Within the walls of All Heathens, Chan enters a space of language and power. The poem titled “Some Words of the Aforesaid Heathen People” is the name of an actual list of Bisaya words recorded by Pigafetta, Magellan’s accomplice and scribe. In this poem, Chan exposes the reader to language that was omitted by the colonists’ perspective. We hear Bisaya vocabulary that was not included on Pigafetta’s list. The Spanish colonists recorded the word for “mother-of-pearl” but not the word for “mother.” Chan enters the imaginary once more to understand why this word was not recorded by the colonists. In this perhapsed headspace of Magellan, she writes,
“These heathens did not have mothers at all, only mothers-of-pearl. They were born, not
from women,
but from milky shells that tumbled onto shore. Or, maybe, these heathen peoples were never born, only written into life. If a tree falls in the forest with no European to hear it, did it really exist before the 1500s? Did it have a mother to speak of? Was her name Pigafetta?”
Here is a possible moment of beginning for Chan. When the colonists landed in the Philippines, there were a million things that could have happened differently. What if they recorded the Bisaya word for mother? Maybe, then, Chan wouldn’t have to work so hard to bring her own family history to light. The rest of the poem interweaves memories of Chan’s own mother, of growing up in the Philippines, and also touching on what she expects from Chan today. After listening to some of her memories, Chan notes: “She awakens with leaves in her throat, Bisaya in her teeth, a belly full of her mother tongue.” Her mother, in an image, content and connected with her familial roots, though she can only linger on it in her dreams. In reality, we know it was disintegrated by colonial rule. Chan doesn’t reveal anger or resentment in this poem. She lets her mom sit in her memories a little longer.
The transition between each if is seamless, a work of art in itself. In the next poem of this section, “In Defense of Karaoke”, Chan guts the reader by continuing to speak about language and power through karaoke, usually associated with happiness and celebration – but here Chan ends this poem with a cryptic message that calls back to the stagnant sadness in her mother’s dreams:
“you always will / will yourself to life when you have no choice / or voice / unravel into the microphone and listen / to yourself
double / miss your mother father brother / kiss their photographs / kiss America / learn to love it / until you learn the lyrics by heart.”

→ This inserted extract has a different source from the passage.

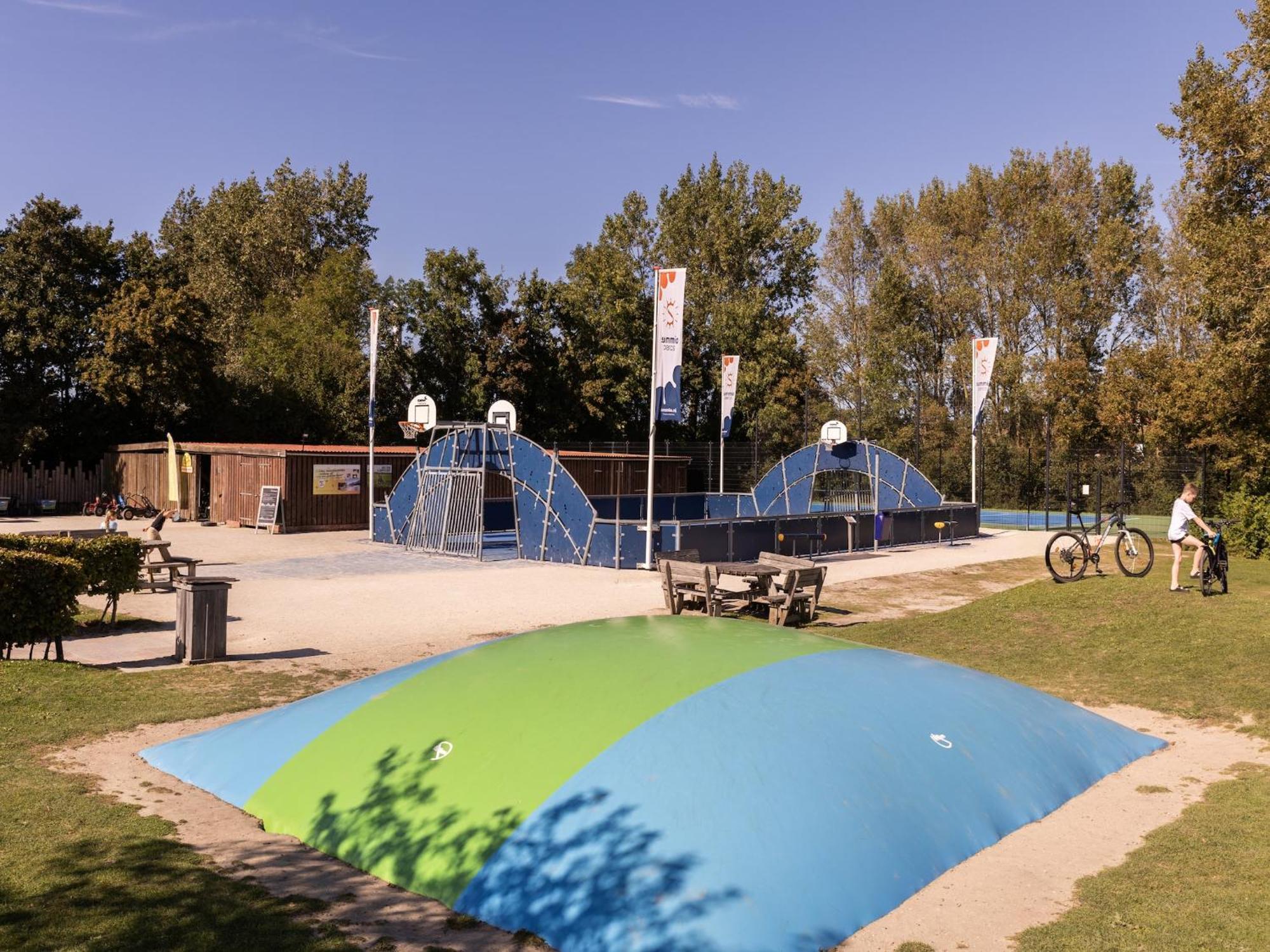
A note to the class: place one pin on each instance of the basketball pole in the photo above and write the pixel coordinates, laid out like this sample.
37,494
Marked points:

The microphone, the lyrics, the feigned happiness around karaoke bite Chan, demanding her to change and adapt and forget, just as the colonists who didn’t recognize “mother” as a sentiment important enough to be remembered. America wants Chan to sing its songs, to serve its loyalist purpose. But those are not Chan’s intentions. She is persistent to resist. She is persistent to record. She is persistent to explore all the silenced ifs circling her life. All Heathens is a testament to her persistence.

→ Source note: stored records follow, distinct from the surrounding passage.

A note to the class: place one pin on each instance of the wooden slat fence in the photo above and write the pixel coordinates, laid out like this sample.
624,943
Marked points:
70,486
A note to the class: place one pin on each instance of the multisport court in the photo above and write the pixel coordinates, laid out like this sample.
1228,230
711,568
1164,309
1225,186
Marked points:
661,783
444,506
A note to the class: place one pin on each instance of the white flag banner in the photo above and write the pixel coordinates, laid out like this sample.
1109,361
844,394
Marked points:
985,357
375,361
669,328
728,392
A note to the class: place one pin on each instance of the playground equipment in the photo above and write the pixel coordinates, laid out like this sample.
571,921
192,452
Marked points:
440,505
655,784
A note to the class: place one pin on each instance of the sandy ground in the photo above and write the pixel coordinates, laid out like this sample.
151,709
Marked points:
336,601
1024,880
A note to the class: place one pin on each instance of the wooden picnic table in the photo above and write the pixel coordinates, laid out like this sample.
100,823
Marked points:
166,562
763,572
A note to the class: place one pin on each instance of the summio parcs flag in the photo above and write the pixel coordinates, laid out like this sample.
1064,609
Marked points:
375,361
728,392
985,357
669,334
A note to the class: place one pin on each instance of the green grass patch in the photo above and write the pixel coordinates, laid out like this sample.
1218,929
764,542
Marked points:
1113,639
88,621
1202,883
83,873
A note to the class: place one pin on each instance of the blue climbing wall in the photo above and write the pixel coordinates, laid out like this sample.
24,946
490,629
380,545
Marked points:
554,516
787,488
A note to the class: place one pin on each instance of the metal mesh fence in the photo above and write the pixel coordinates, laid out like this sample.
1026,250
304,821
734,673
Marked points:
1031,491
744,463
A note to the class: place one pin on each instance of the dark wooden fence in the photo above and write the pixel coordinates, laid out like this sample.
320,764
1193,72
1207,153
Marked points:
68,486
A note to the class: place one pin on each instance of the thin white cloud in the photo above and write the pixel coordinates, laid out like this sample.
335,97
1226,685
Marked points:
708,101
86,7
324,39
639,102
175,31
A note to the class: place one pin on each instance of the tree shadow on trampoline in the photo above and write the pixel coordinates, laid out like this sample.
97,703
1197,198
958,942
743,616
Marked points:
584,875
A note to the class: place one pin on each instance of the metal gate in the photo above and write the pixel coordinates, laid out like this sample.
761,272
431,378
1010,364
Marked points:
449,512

In All Heathens, Chan traces all lines of herself to possible beginnings. She imagines all possible variations of if, never getting lost but always finding new meanings. All Heathens unveils a circulatory universe of family lineage, identity contexts, and feminine becoming. The lines intersecting this collection are infinite. Chan is looking back to understand her Chinese and Philippino roots as the world loses memories and creates new meaning with each spin. While in this collection Chan moves us from different countries and moments in time, the beauty of her words lies in their persistently present voice. We experience Chan where she is in this moment: as she packs her suitcases on journeys where “Memory travels / through several time zones, / rises up in the air for hours” (“Jet Lag”). And in this new space of fluctuating frontiers, Chan does not let history stand without contemplation and criticism. All Heathens is a spinning vortex, shaking out new beginnings, new possibilities, new ifs, to create, try on, and live by, with each turn.